Project Summary Intracellular bacterial pathogens such as Legionella pneumophila, the causative agent of Legionnaires’ Disease, are responsible for significant disease burden in the United States every year. Successful control of these pathogens is reliant on the inflammatory cytokine Tumor Necrosis Factor (TNF). TNF is responsible for the upregulation of innate immune activity, and directs the inflammatory response. Therapeutics targeting TNF signaling are common in treatment of inflammatory disorders such as rheumatoid arthritis or ulcerative colitis; however, these therapeutics carry with them an increased susceptibility to intracellular bacterial infection. TNF has proven a critical factor in defense against Legionella and other intracellular pathogens, and the molecular details of TNF signaling are well characterized. The downstream effects of TNF, however, are diverse – ranging from promoting cell survival to triggering programmed cell death – and thus the precise mechanisms through which TNF mediates anti-bacterial defense are still unclear. Our new preliminary data indicate that, upon Legionella infection, TNF is required for optimal inflammatory cytokine production in bone marrow-derived macrophage (BMDM) culture. The mechanism by which TNF promotes cytokine production during Legionella infection is unknown. Furthermore, we present new additional data showing that mice and cells deficient for the apoptotic caspase, Caspase-8, possess a defect in control of Legionella infection that cannot be rescued by exogenous rTNF treatment, suggesting that TNF’s downstream mechanism may be related to the induction of apoptosis of infected host cells. Thus, Aim 1 seeks to test the hypothesis that pro-survival and inflammatory signaling serves to upregulate the production of protective cytokines by infected cells. Aim 2 seeks to test the hypothesis that TNF-dependent apoptotic signaling in infected cells acts to restrict the replicative niche of the bacteria and thus limit growth and spread. This research will provide fundamental insight into how TNF mediates immune control of intracellular bacterial infection, and may provide a basis for the development of improved therapeutics that dampen pathological inflammation without increased risk of infection.
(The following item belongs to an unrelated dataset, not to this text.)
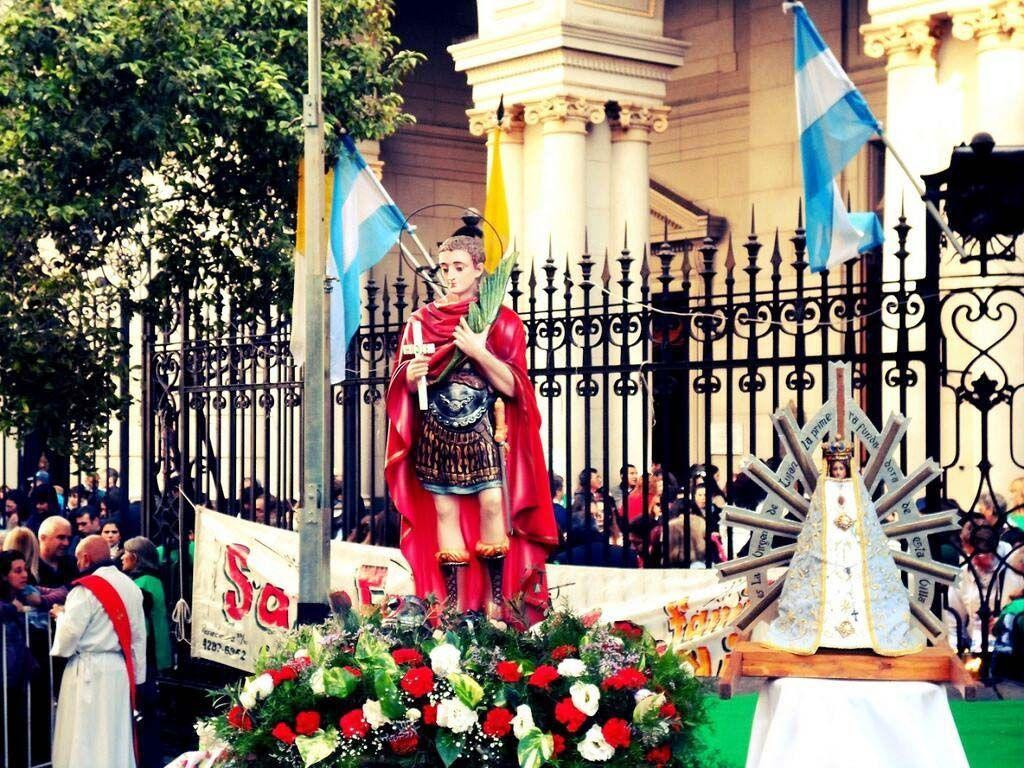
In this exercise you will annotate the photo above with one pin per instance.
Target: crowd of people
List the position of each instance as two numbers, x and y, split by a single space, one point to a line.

项目概要 细胞内细菌病原体，例如嗜肺军团菌，军团病的病原体， 每年都对美国造成重大疾病负担。成功控制这些 病原体依赖于炎症细胞因子肿瘤坏死因子（TNF）。 TNF 负责 上调先天免疫活性，并指导炎症反应。 TNF 靶向治疗 信号传导在类风湿性关节炎或溃疡性结肠炎等炎症性疾病的治疗中很常见； 然而，这些疗法对细胞内细菌感染的敏感性增加。肿瘤坏死因子 已被证明是防御军团菌和其他细胞内病原体的关键因素，并且分子 TNF 信号传导的细节已得到很好的表征。然而，TNF 的下游影响是多种多样的——范围广泛 从促进细胞存活到触发程序性细胞死亡——以及由此产生的精确机制 TNF 介导哪种抗菌防御尚不清楚。 我们新的初步数据表明，在军团菌感染时，TNF 是获得最佳效果所必需的。 骨髓源性巨噬细胞（BMDM）培养物中炎症细胞因子的产生。该机制由 哪种 TNF 在军团菌感染期间促进细胞因子的产生尚不清楚。此外，我们还推出了新 其他数据表明，缺乏凋亡 caspase（Caspase-8）的小鼠和细胞在 军团菌感染的控制不能通过外源性 rTNF 治疗来挽救，这表明 TNF 下游机制可能与诱导感染宿主细胞凋亡有关。 因此，目标 1 试图检验以下假设：促生存和炎症信号传导有助于上调 受感染细胞产生保护性细胞因子。目标 2 旨在检验 TNF 依赖性的假设 受感染细胞中的凋亡信号传导会限制细菌的复制生态位，从而限制生长和 传播。这项研究将为 TNF 如何介导细胞内免疫控制提供基础见解。 细菌感染，并可能为开发抑制细菌感染的改进疗法提供基础 病理性炎症而不增加感染风险。